L’ADC a déjà été déployée depuis 2021 sur les démonstrateurs lors d’essais à la mer (en plus de la partie simulation). D’ici fin 2023, tous les démonstrateurs de Naval Group en seront équipés. La taille de ces démonstrateurs, relativement imposantes, ne contraint pas outre mesure les volumes de charge d’utile embarqués, car, à ne pas oublier, tout software « on-edege » repose sur une partie hardware (processeurs, disques durs, etc.), à intégrer dans des systèmes déjà relativement optimisés en termes d’espace pour la partie motorisation, pour les batteries, pour les systèmes de communication, etc. L’interfaçage de l’ADC est standardisé permettant d’y intégrer les partenaires, de l’installer sur des drones non Naval group, d’y intégrer de plus en plus d’assets différents et nombreux pour aller vers les flottes de drones hétérogènes. A terme, l’idée est bien de ne pas augmenter la charge des opérateurs tout en étant en mesure de réaliser plus grâce à cette supervision logicielle embarquée garantissant un respect des objectifs et des règles de comportement. La montée en maturité se poursuit. 
 
Boites de drones
 
Ce software s’ajoute aux efforts d’intégration physique des drones dans les différentes plateformes. Avec deux efforts de R&D particuliers : l’ISR drone box et la Drone swarn box. La première est le développement d’un système stabilisé pour le décollage et la récupération de drones à la mer, en étant mobile, pour prendre en compte jusqu'à 15° de gite (ici présenté avec un drone de Diodon Drone Technology). Système d’autant plus nécessaire sur des petits drones ne pouvant pas embarquer des systèmes complexes de stabilisation, comme peuvent le faire les plus gros.
 


Naval Group a également réalisé les premiers essais en mer de lancement d'essaims de drones lancés depuis leur drone expérimental Sterenn Du, avec des 'drones swarm box' (en lien avec Parrot et ses drones Anafi US et Icarus Swarms, spécialiste des essaims, pour embarquement d'une dizaine de drones par boites - avec trappes de sortie visibles a l'arrière du démonstrateur naval). Des boîtes développées en moins de 6 mois, en interne via le lab' Naval Group. Ces boites permettant de réduire l’agression du milieu maritime (sel, vent...), tout en étant facilement interchangeables (et en étant capables de mixer les types de drones embarqués). D’autres essais sont prévus prochainement en l’intégrant sur d’autres plateformes. Ces boites permettent donc d’intégrer un maximum de drones aériens différents sur le plus de plateformes possibles, avec une boîte tout-en-un, peu encombrante.

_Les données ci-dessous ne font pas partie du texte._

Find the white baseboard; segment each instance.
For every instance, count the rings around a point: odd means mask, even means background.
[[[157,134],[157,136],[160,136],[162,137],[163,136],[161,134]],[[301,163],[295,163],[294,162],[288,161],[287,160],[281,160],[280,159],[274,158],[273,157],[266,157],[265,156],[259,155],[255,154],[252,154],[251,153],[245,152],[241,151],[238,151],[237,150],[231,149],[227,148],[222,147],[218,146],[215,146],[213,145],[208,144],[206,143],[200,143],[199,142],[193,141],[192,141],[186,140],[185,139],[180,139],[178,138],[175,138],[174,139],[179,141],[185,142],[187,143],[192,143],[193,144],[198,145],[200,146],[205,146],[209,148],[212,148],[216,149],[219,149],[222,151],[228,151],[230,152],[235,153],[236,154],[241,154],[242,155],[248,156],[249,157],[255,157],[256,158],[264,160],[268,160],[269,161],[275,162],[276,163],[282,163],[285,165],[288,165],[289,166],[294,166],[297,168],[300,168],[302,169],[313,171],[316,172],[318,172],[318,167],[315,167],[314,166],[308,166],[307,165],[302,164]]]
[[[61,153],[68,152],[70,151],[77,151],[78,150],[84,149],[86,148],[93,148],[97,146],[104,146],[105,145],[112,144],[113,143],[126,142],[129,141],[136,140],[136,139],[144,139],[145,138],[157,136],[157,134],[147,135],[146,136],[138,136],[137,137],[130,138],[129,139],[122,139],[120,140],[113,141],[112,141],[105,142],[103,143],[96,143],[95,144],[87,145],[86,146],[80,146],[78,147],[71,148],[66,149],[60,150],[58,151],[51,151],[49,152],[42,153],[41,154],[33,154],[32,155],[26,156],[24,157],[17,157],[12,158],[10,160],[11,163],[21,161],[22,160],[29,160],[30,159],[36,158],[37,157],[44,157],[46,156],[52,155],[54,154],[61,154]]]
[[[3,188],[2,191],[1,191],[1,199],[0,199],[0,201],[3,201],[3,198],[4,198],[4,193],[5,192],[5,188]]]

Il s’agit donc à se jour d’anticiper, de préparer et de co-diriger, pour être eau plus haut niveau de l’état de l’art industriel, avec une feuille de route très incrémentale, et la recherche d'effets cliquets. Selon un responsable, « il ne faut pas que cela soit Naval Group qui soit attendu par les marines clients ». Sous-entendu : que Naval Group soit à la pointe sur ce segment en ayant levé les actuels limites, notamment technologiques, et ainsi l’intégration de ces systèmes n’en sera que facilitée dans des formats de flottes mixant de plus en plus de manière collaborative systèmes autonomes ou non. Pour la Marine nationale, par exemple, l’idée est bien d’étendre la force navale, via ces appendices (notamment pour les drones dits « organiques », opérées par et depuis un navire-porte-drones, dédiée ou non) et non de modifier le format de la flotte (en termes de navires), format 2030 auquel la Marine tient. D’autres Marines commencent à avoir des approches différentes, via l’analyse fonctionnelle, avec des logiques envisagées de substitution de plateformes habitées par des plateformes non habitées.
 

En tout cas, les démarches exploratoires se poursuivent. Par exemple, lors de la 2nde phase de l’exercice Orion, en début d’année 2023, et dans le cadre de la démarche Perseus associant la Marine, la DGA et des industriels (notamment dans le cadre de grands exercices représentatifs d’un contexte opérationnel réaliste), des démonstrations ont eu lieu. Le D2I, démonstrateur de type torpille, piloté sous ADC, a réalisé une mission de reconnaissance du spectre électromagnétique, en étant équipé d'un capteur de guerre électronique de la société Serpikom. Une mission permis après 6 mois de préparation entre les différentes équipes de Naval Group impliquées et la Marine nationale. Ainsi, la boite à outils des possibles prend forme, grâce au triple statut de Naval Group, à la fois architecte naval, systèmier et intégrateur (voir également équipementier), permettant une vision plus complète des contraintes et des opportunités de tels systèmes.
 
Crédits : Naval Group et Mars Attaque.

3 commentaires:

Anonyme a dit…

L'éternelle lutte entre la cuirasse et l'épée, version drone et européenne:
https://securiteinterieurefr.blogspot.com/2023/10/leurope-veut-disposer-dun-centre.html

Camille.

Anonyme a dit…

Au fond des mers, il y aura du neuf dans quelques années:
https://www.opex360.com/2023/12/31/la-marine-nationale-envisage-de-se-doter-dun-batiment-porteur-pour-ses-futurs-drones-et-robots-sous-marins/

Camille.

Anonyme a dit…

L'insouciance est le privilège des pays en paix, l'évolution des technologies permet de comprendre chez les autres que la guerre sera plus dangereuse que des OPEX africaines aujourd'hui révolues:
https://lefauteuildecolbert.blogspot.com/2023/09/lattaque-de-la-base-navale-de-sebatopol.html

Camille.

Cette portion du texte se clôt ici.